Jochen G Mainz, Ulrike Schumacher, Katja Schädlich, Julia Hentschel, Christiane Koitschev, Assen Koitschev, Joachim Riethmüller, Freerk Prenzel, Olaf Sommerburg, Bärbel Wiedemann, Doris Staab, Wolfgang Gleiber, Rainald Fischer, James F Beck, Christin Arnold, Cooperators, Claudia Schien, Anika Nader, Constance Henn, Christina Smaczny, Claudius Werner, Helge Hebestreit, Hans Eberhard Heuer, Sebastian Schmidt, Corinna Eichhorn, Isabella Schiller, Andrea Roessler, Ingo Baumann, Jochen G Mainz, Ulrike Schumacher, Katja Schädlich, Julia Hentschel, Christiane Koitschev, Assen Koitschev, Joachim Riethmüller, Freerk Prenzel, Olaf Sommerburg, Bärbel Wiedemann, Doris Staab, Wolfgang Gleiber, Rainald Fischer, James F Beck, Christin Arnold, Cooperators, Claudia Schien, Anika Nader, Constance Henn, Christina Smaczny, Claudius Werner, Helge Hebestreit, Hans Eberhard Heuer, Sebastian Schmidt, Corinna Eichhorn, Isabella Schiller, Andrea Roessler, Ingo Baumann

Abstract

Background: Chronic rhinosinusitis is a hallmark of Cystic fibrosis (CF) impairing the patients' quality of life and overall health. However, therapeutic options have not been sufficiently evaluated. Bronchial inhalation of mucolytic substances is a gold standard in CF therapy. Previously, we found that sinonasal inhalation of dornase alfa as vibrating aerosol reduces symptoms of chronic rhinosinusitis more effectively than NaCl 0.9% (net treatment benefit: -5.87±2.3 points, p=0.017; SNOT-20 total score). This multicenter study compares the effect of NaCl 6.0% vs. NaCl 0.9% following the protocol from our preceding study with dornase alfa.

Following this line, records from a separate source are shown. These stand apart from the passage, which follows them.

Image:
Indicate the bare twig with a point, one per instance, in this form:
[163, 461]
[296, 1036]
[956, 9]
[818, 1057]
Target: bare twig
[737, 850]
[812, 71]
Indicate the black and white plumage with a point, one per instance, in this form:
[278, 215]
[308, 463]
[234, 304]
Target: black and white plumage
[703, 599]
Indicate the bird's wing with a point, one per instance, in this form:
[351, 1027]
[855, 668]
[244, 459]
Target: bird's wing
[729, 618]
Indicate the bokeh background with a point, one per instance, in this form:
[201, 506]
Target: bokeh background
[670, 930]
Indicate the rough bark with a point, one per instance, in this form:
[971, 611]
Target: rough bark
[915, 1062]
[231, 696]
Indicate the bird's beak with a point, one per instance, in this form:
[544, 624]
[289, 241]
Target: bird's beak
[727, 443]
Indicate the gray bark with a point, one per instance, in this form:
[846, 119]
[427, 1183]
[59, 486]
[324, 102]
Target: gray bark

Methods: Sixty nine CF patients with chronic rhinosinusitis in eleven German CF centers were randomized to receive sinonasal vibrating inhalation of either NaCl 6.0% or NaCl 0.9% for 28days. After 28days of wash-out, patients crossed over to the alternative treatment. The primary outcome parameter was symptom score in the disease-specific quality of life Sino-Nasal Outcome Test-20 (SNOT-20). Additionally, pulmonary function was assessed, as well as rhinomanometry and inflammatory markers in nasal lavage (neutrophil elastase, interleukin (IL)-1β, IL-6, and IL-8) in a subgroup.

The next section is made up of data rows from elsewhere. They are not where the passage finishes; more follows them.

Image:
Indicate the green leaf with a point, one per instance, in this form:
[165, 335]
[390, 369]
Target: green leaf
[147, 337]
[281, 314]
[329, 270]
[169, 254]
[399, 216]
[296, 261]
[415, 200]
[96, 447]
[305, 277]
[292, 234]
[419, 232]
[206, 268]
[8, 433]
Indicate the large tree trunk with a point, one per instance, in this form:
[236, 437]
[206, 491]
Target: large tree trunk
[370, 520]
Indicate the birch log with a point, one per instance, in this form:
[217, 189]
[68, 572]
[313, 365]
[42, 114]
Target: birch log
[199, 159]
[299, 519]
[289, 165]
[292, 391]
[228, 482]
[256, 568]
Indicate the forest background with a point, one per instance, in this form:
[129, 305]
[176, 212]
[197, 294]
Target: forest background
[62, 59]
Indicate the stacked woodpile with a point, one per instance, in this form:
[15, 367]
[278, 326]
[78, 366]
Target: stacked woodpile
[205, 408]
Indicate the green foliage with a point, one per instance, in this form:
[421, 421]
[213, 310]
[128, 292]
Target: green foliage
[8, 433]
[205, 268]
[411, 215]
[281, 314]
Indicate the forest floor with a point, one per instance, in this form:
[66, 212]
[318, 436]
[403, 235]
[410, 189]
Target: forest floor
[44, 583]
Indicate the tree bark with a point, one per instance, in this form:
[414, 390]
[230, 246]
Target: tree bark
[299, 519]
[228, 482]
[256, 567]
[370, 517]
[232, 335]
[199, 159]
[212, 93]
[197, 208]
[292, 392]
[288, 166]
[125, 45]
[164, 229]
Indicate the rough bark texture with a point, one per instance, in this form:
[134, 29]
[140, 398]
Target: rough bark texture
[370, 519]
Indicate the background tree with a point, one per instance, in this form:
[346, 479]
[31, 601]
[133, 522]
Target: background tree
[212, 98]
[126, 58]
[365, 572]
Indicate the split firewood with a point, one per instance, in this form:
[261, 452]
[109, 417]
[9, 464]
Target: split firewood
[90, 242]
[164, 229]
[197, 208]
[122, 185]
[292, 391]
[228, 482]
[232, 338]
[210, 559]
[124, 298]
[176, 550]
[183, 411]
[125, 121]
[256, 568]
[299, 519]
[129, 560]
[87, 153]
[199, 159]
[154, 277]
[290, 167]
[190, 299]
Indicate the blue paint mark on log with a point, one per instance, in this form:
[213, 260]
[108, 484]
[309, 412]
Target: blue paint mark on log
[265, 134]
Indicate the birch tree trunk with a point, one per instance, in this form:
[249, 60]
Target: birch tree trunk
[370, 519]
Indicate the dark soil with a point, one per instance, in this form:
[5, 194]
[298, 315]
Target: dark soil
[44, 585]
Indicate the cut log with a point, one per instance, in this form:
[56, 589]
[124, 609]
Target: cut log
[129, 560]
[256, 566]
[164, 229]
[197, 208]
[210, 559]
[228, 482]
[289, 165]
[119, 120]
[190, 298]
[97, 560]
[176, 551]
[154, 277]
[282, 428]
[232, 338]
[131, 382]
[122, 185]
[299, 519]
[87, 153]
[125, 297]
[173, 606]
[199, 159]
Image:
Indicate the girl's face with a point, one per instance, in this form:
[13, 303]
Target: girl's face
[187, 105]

Results: Both therapeutic arms were well tolerated and showed slight improvements in SNOT-20 total scores (NaCl 6.0%: -3.1±6.5 points, NaCl 0.9%: -5.1±8.3 points, ns). In both treatment groups, changes of inflammatory parameters in nasal lavage from day 1 to day 29 were not significant. We suppose that the irritating properties of NaCl 6.0% reduced the suitability of the SNOT-20 scores as an outcome parameter. Alternative primary outcome parameters such as MR-imaging or the quantity of sinonasal secretions mobilized with both saline concentrations were, however, not feasible.

Conclusion: Sinonasal inhalation with NaCl 6.0% did not lead to superior results vs. NaCl 0.9%, whereas dornase alfa had been significantly more effective than NaCl 0.9%.

Trial registration: ClinicalTrials.gov NCT01086839.

Keywords: Hypertonic saline; Inflammation; Nasal lavage; Rhinomanometry; Sino-Nasal Outcome Test-20; Sodium chloride.